For instance, one evening Jonah penetrated into the study to say good-night, and brought the Chow puppies, China and Japan, with him. Their tails curled over their backs like wire brushes; their vigorous round bodies, for ever on the move, were all he could manage. Having been duly kissed, the child waited, however, for something else, and at length, receiving no assistance from his uncle, he lifted each puppy in turn on to the table.
‘You, Uncle, please hold them; I can’t,’ he explained.
And, rather grimly, Paul tried to keep the two wriggling bodies still, while Jonah then came up a little closer to his chair.
‘They have reports to write too, to their lumber-kings,’ he said, his face solemn as a gong—using a phrase culled heaven knows where. ‘So will you please see that they don’t make blots either.’
‘But how did you know there were such things as lumber-kings?’ Paul asked, surprised.
‘I didn’t know.
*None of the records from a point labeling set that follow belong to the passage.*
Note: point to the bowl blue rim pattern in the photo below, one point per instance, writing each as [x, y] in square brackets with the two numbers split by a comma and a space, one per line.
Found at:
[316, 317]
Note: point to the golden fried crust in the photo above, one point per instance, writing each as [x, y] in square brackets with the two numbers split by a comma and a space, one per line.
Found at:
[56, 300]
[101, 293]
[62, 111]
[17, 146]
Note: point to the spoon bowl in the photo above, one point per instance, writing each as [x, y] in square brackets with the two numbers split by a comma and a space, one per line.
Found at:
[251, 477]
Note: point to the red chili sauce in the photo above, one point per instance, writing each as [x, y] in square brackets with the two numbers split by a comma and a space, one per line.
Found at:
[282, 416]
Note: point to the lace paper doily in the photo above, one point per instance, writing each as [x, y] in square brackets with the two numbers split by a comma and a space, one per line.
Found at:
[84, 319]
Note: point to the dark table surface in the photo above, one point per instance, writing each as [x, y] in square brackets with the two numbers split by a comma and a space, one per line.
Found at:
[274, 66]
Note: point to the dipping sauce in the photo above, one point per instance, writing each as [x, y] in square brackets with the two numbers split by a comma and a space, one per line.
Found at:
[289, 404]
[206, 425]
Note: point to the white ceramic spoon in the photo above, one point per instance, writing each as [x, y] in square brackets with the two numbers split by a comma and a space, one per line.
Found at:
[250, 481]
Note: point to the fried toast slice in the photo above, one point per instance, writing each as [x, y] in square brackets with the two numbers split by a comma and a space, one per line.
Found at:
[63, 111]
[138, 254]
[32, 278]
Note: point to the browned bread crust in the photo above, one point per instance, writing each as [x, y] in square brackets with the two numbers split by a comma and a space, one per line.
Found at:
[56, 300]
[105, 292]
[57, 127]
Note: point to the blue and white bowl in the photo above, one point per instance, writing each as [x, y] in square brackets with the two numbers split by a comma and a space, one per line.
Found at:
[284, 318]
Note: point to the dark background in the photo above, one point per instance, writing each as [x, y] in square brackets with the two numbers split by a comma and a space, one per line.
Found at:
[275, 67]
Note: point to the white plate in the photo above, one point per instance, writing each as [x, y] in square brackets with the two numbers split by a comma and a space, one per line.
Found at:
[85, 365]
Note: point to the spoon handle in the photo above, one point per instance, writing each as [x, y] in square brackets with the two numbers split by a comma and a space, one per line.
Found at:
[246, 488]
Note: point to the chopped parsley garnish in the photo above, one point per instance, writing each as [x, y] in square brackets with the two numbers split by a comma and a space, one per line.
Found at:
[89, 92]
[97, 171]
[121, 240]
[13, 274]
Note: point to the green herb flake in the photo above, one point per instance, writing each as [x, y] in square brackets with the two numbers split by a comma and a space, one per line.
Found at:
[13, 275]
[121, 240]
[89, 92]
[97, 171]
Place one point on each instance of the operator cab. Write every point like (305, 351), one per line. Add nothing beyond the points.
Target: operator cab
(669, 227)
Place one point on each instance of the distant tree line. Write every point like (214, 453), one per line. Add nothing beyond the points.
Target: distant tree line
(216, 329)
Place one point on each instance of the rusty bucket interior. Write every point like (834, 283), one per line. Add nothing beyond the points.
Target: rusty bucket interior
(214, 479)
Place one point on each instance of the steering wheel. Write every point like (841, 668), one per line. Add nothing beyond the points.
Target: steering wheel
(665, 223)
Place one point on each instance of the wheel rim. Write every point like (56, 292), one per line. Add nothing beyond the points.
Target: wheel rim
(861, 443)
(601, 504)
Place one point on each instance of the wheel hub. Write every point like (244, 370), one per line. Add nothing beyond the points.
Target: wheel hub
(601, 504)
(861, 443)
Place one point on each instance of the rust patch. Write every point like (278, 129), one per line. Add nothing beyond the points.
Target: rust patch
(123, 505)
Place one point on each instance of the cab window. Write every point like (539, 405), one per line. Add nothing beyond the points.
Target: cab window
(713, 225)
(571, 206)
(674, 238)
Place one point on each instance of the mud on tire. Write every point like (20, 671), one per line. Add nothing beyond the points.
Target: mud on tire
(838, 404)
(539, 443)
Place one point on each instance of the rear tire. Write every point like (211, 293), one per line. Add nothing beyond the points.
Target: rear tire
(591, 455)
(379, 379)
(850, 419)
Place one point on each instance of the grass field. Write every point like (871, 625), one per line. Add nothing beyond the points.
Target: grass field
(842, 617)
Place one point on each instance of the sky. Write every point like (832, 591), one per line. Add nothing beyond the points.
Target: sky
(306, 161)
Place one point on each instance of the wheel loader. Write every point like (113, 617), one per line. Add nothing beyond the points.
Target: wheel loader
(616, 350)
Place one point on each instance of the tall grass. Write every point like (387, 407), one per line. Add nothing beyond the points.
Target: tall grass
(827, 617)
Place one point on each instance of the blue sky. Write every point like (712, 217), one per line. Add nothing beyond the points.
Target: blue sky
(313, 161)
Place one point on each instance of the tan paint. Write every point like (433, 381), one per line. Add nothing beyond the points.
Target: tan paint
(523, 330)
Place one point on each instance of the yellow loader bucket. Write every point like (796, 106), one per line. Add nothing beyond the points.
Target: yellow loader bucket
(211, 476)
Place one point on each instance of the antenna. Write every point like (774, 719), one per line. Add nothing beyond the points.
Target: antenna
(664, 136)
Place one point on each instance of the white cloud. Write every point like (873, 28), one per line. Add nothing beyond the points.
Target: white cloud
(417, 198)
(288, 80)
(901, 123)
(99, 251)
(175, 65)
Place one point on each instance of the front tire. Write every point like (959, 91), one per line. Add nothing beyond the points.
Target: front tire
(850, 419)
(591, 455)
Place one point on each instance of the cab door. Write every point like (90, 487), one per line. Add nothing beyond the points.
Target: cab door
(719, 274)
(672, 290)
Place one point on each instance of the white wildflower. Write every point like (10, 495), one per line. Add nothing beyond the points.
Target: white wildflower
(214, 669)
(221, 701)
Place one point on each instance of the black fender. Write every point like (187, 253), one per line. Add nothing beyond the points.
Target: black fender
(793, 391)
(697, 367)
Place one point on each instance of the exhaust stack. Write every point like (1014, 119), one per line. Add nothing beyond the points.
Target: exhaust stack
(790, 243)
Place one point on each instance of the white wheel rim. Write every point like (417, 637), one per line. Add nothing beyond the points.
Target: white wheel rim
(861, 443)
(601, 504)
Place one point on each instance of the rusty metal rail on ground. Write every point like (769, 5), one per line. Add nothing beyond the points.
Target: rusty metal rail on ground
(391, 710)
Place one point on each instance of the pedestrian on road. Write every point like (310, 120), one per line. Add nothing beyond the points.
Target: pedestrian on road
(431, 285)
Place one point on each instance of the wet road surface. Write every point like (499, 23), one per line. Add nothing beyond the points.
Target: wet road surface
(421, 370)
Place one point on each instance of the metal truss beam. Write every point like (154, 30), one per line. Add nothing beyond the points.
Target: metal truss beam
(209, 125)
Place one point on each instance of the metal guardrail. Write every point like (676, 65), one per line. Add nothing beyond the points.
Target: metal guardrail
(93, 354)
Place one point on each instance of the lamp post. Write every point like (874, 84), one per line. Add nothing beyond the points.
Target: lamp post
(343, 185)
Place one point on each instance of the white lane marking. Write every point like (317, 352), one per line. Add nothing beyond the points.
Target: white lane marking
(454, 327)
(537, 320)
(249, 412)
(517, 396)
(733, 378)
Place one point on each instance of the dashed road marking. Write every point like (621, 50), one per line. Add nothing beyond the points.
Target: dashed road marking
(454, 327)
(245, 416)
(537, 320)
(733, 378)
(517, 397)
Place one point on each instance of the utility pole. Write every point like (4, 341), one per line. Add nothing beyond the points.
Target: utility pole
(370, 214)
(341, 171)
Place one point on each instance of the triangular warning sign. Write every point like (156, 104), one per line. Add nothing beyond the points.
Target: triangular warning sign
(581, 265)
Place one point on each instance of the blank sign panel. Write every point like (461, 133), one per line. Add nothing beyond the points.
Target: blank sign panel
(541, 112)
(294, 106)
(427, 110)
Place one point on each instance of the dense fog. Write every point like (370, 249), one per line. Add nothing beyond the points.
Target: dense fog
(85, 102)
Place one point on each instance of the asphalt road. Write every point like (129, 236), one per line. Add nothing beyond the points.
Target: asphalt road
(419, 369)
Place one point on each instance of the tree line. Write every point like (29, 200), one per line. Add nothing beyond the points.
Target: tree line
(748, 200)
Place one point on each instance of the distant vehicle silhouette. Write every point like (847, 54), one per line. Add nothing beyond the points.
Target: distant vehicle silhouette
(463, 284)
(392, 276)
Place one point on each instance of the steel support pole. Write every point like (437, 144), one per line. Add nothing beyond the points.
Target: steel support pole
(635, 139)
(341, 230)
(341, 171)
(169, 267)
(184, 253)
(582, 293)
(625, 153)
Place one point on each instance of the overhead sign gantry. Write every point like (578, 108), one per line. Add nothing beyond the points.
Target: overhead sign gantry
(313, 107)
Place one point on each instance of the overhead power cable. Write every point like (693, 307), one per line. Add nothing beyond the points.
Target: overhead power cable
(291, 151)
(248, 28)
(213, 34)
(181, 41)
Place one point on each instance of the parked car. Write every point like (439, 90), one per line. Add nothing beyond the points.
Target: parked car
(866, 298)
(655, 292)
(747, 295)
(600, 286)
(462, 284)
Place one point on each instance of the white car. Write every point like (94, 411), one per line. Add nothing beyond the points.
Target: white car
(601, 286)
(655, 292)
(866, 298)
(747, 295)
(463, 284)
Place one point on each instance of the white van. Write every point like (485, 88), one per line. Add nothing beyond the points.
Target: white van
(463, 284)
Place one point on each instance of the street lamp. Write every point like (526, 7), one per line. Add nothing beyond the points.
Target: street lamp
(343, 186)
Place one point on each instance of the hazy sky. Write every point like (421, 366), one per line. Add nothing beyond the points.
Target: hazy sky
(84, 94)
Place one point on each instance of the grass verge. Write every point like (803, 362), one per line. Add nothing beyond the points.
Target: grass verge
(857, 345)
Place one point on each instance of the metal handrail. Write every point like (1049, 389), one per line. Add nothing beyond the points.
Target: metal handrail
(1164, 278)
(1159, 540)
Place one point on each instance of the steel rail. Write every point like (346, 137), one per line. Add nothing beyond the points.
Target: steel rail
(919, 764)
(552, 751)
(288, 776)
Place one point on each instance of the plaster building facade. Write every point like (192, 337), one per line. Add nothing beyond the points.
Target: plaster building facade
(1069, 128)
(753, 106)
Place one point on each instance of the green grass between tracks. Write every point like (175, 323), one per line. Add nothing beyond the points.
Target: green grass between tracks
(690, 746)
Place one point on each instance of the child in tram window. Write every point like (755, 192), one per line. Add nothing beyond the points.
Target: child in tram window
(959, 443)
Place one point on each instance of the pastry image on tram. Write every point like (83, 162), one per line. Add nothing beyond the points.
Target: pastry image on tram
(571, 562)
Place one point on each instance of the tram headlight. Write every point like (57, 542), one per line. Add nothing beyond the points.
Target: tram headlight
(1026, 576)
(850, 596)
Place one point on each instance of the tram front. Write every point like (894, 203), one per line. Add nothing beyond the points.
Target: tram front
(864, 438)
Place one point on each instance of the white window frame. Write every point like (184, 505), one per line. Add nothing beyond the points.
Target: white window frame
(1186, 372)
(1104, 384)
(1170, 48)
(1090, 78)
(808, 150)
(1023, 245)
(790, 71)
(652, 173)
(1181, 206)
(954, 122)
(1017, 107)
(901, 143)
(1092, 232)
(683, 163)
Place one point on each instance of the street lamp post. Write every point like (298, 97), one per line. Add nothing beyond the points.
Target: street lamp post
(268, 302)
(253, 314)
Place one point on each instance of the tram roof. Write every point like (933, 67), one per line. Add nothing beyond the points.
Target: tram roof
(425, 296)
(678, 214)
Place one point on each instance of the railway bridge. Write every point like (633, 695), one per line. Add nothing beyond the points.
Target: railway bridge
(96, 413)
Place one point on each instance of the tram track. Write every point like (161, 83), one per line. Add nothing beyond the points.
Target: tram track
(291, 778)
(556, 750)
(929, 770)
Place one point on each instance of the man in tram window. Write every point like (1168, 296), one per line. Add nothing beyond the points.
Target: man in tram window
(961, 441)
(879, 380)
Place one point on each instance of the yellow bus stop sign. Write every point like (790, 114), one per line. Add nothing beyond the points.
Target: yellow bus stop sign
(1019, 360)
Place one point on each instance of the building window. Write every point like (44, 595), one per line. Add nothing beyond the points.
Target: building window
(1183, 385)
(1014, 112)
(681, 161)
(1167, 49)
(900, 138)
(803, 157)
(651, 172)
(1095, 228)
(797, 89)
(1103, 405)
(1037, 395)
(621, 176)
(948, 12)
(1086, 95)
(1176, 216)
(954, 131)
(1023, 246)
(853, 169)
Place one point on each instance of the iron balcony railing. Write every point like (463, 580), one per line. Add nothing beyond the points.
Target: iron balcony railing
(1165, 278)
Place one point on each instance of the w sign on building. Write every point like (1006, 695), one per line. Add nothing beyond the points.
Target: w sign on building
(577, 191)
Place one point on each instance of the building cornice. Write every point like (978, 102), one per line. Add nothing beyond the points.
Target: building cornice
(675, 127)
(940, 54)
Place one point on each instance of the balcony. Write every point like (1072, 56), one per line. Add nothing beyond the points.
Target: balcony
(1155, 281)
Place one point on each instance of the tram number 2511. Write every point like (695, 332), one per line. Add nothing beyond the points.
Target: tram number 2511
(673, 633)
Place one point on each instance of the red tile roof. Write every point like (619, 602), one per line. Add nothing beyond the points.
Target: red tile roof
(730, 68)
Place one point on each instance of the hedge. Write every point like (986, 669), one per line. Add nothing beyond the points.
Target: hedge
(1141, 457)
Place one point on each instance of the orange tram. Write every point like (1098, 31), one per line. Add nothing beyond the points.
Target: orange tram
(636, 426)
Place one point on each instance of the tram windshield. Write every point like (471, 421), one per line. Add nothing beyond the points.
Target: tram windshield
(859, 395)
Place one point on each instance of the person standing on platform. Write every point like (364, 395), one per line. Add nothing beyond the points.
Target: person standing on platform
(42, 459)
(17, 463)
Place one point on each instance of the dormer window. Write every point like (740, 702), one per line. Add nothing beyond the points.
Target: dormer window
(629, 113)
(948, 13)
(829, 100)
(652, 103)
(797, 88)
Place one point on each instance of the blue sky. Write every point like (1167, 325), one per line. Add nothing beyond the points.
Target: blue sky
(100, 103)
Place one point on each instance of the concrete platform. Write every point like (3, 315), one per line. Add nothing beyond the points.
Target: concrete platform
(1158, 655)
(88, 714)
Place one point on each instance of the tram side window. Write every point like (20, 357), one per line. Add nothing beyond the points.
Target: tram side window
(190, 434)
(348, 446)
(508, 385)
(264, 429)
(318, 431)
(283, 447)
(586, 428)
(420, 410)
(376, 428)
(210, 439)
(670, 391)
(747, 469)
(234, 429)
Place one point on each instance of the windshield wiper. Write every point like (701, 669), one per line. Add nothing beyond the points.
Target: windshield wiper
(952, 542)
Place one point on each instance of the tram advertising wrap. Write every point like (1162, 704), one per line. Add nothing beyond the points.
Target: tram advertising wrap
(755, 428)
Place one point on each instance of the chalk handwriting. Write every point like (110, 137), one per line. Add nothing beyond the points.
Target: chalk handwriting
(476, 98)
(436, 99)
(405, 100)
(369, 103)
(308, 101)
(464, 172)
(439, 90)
They knew,’ with a jerk of his head toward the struggling puppies, who hated the elevation of the table and the proximity of Paul’s bearded face. ‘They said you told them.’
There was no trace of a smile in his eyes; nothing but the earnest expression of the child taking part in the ponderous make-believe of the grown-up. Paul felt that by this simple expedient his reports and the safety they represented had been reduced in a single moment to the level of a paltry pretence.